For a new industrial cluster to form and have a strong supply chain, India government needs to increase subsidies for SMEs, said Pao.

A 'trillion-dollar economy' goal

Being India's second-largest GDP contributor, Tamil Nadu is eyeing to develop a complete ecosystem of EV manufacturing from two-wheelers, cars, car electronics to EV batteries. Krishnan said Tamil Nadu already has a strong foundation of building EVs, and currently, one-third of the EVs manufactured in India were made in Tamil Nadu.

"There is a large segment of two-wheeler and three-wheeler production in Tamil Nadu and car manufacturing is picking up. For example, Hyundai's largest factory outside of South Korea is in Tamil Nadu," said Krishnan.

For the last three years, the state has seen investment proposals of around US$50 billion, combing domestic and foreign investment. Even during the COVID years, Tamil Nadu received the highest investment proposals among all states - about US$10-15 billion annually.

The ratio of college graduates to collegial-aged population of 17 to 23 in Tamil Nadu exceeds 50%, which is almost two-times higher than the national average of 27%.

Tamil Nadu is marching towards a trillion-dollar economy hopefully by 2030. Its economic size now is about US$300 billion.
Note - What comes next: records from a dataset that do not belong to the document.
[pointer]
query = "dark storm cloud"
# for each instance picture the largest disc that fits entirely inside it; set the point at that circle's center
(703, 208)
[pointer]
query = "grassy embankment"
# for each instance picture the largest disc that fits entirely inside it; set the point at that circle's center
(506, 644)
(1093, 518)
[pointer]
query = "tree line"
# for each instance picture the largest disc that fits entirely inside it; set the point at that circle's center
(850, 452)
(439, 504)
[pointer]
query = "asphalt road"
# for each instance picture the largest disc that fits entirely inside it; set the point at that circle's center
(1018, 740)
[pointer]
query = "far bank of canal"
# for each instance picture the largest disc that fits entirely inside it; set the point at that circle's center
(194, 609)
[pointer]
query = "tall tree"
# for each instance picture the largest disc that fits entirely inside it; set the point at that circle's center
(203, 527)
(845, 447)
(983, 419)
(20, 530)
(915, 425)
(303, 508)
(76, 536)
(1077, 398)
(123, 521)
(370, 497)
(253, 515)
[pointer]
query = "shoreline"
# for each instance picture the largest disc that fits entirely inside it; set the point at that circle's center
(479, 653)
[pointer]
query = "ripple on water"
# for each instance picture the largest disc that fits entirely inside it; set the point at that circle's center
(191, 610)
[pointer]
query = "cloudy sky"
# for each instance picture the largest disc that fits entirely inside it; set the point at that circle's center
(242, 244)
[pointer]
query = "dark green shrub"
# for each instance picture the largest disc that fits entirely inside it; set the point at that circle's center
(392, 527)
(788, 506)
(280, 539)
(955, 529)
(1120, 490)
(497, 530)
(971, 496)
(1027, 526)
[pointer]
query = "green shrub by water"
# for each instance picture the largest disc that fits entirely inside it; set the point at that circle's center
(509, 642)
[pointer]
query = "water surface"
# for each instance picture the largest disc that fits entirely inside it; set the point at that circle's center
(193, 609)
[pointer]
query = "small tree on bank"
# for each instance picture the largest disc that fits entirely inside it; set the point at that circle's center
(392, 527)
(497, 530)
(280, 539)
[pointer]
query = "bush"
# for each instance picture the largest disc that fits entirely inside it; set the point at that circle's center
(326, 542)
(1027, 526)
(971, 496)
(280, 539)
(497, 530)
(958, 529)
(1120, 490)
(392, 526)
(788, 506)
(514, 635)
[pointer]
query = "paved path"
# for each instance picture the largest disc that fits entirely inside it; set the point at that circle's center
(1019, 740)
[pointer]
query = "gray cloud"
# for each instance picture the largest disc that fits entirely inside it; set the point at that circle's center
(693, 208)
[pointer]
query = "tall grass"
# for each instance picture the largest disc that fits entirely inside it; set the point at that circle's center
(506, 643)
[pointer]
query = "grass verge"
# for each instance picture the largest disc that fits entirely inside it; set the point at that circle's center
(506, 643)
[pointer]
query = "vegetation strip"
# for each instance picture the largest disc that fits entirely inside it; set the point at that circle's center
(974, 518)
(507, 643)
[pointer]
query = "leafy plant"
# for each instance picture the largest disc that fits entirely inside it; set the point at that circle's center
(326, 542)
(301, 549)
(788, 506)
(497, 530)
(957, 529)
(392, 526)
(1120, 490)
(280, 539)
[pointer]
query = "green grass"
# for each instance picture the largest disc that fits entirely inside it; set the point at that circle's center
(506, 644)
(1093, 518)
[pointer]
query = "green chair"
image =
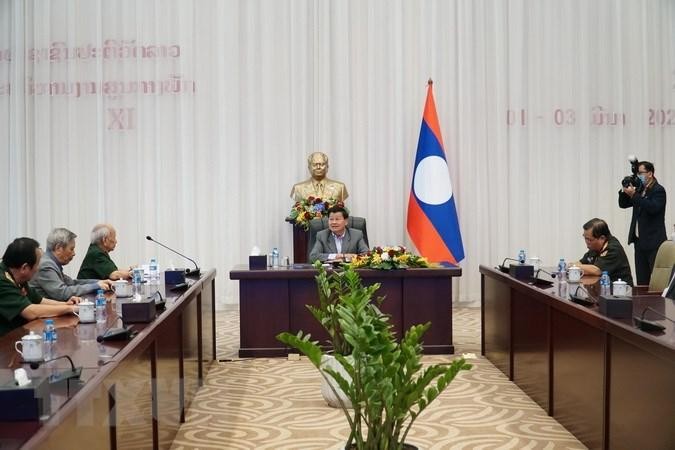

According to PwC's Pao, India's special economic zone (SEZ) was primarily export-oriented but restrictions on domestic sale have relaxed.

Manufacturers in the SEZ are now able to find ways to access India's domestic consumer market. Moreover, India's new bill, the "DESH" (Development of Enterprise and Service Hubs Bill), is intended to upgrade the SEZ and open up to the service sector, said Pao.

The DESH is expected to come through parliamentary discussion in the first quarter of 2023.

Krishnan concluded the interview by pointing out that Tamil Nadu offers a diversified, profitable place to do business and a large consumer base. As India's income level goes up, consumer electronics and footwear are the two commodities that India wants to produce at a price that is affordable for Indians.